Good grid view for Cocoa app

There are different styles of presenting data but there is one that is used whenever you need to present lots of data and each piece has its own visual representation. I am talking about grid with big icons representing the data. Sometimes working on Cocoa application, built-in IKImageBrowser does not satisfy our needs. OEGridView comes to help.

OEGridView is part of OpenEmu project which is awesome by itself. There are a lot of things you can learn just reading code of the project. Grid view representing collections of games with cool covers is one of them.

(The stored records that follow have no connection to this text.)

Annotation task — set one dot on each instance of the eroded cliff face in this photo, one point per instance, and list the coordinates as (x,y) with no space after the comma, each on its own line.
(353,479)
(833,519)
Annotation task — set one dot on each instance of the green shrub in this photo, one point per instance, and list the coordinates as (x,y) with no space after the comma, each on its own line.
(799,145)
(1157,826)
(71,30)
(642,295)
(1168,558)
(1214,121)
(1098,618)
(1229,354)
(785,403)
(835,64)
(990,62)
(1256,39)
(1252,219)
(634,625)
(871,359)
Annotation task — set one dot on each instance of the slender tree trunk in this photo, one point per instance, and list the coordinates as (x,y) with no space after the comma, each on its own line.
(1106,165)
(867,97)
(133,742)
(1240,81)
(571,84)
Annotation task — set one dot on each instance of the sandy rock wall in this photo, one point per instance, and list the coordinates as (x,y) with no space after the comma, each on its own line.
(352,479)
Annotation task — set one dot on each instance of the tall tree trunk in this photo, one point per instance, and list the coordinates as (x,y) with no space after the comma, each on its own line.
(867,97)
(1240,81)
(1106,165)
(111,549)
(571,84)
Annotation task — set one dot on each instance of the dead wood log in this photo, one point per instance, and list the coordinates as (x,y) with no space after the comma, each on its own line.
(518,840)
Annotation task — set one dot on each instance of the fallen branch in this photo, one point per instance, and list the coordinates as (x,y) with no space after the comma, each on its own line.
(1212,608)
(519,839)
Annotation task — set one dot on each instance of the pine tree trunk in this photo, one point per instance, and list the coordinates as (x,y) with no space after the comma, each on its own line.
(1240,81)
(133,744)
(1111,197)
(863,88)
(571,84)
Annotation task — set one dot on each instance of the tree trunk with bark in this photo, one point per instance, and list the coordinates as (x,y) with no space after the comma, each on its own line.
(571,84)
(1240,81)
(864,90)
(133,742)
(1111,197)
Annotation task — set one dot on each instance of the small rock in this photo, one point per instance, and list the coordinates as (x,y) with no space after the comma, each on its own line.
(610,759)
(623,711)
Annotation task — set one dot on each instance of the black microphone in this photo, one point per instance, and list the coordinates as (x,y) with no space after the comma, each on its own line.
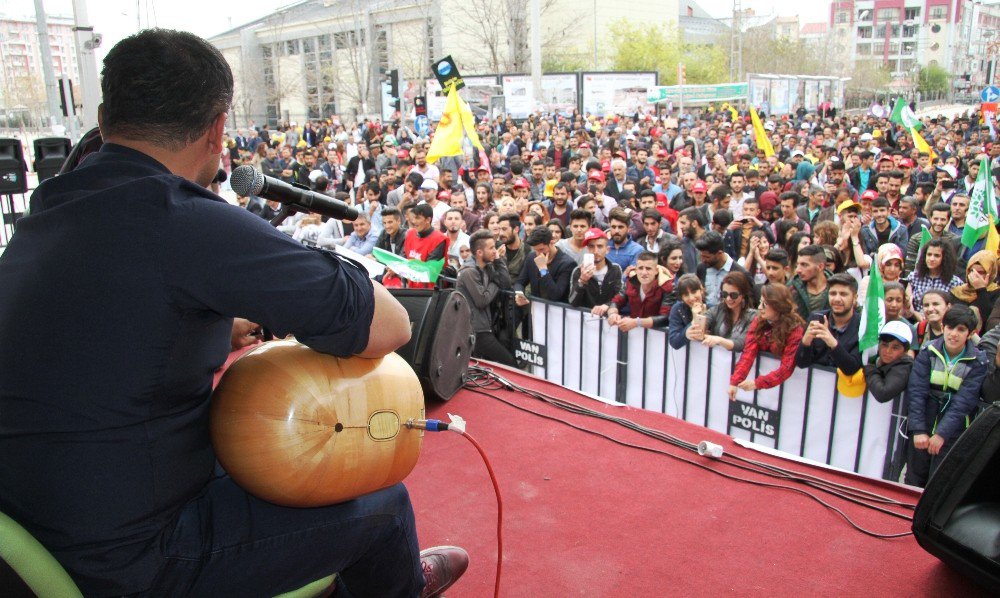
(246,180)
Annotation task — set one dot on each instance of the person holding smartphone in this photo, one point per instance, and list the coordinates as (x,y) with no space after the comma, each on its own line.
(831,336)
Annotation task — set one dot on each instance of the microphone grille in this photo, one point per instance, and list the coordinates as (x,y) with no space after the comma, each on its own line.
(246,180)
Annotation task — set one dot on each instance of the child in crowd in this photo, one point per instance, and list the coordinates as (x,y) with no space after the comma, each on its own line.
(888,376)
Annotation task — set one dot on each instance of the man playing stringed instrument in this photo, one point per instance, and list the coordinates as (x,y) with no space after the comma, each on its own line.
(116,307)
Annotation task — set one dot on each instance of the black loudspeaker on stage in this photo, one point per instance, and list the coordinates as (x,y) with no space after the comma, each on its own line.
(441,338)
(958,516)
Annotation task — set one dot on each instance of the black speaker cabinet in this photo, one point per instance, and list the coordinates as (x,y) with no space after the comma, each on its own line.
(441,338)
(50,153)
(958,516)
(13,170)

Similary to IKImageBrowser custom grid is based on layers. There is a sublayer of main layer for each cell. Layers are chosen over views due to performance reasons. Another optimization is reusing all cells, which are not visible at the moment.

OEGridView has two protocols as any other Cocoa control: delegate and data source.

Data source is identical to NSTableView with slightly changed API. Same situation is with delegate by the way.

The only worry is custom OEGridViewCell subclass, which is subclass of CALayer. Visual representation can be achieved with bunch of sublayers arranged in correct order.

Issue you can meet after implementing fency cell layer: renaming of title in OEGridView is hoping that title is actually a subclass of CATextLayer and is easily accessible with mouse double click. So placing title layer in unusual place can block the renaming feature.

Another issue I ran into was the fact that grid view reuses cell instances. - (OEGridViewCell *)gridView:cellForItemAtIndex: should be implemented in the way similar to this:

- (OEGridViewCell *)gridView:(OEGridView *)gridView cellForItemAtIndex:(NSUInteger)index
{
    // Maybe cell on such position already exists?
    MYCustomGridViewCell *item = (MYCustomGridViewCell *)[gridView cellForItemAtIndex:index makeIfNecessary:NO];

    // If not, maybe there are cell instance we can reuse
    if (!item)
        item = (MYCustomGridViewCell *)[gridView dequeueReusableCell];

    // OK, create new one
    if (!item)
        item = [[MYCustomGridViewCell alloc] init];

    // Set the binding
    id object = [self.contents objectAtIndex:index];
    item.objectBinding = object;

    return item;
}

So you reuse maximum of cells you can. And do not forget to override the - (void)prepareForReuse method. The issue I had with this method was quite funny. In this preparation method I was preparing the cell in very hard way: clearing all layers and properties. But did not update the layers if the new binding object was the same object it was binded to before.

Indragiek has done a great job and extracted OEGridView classes. Check out the repo on github.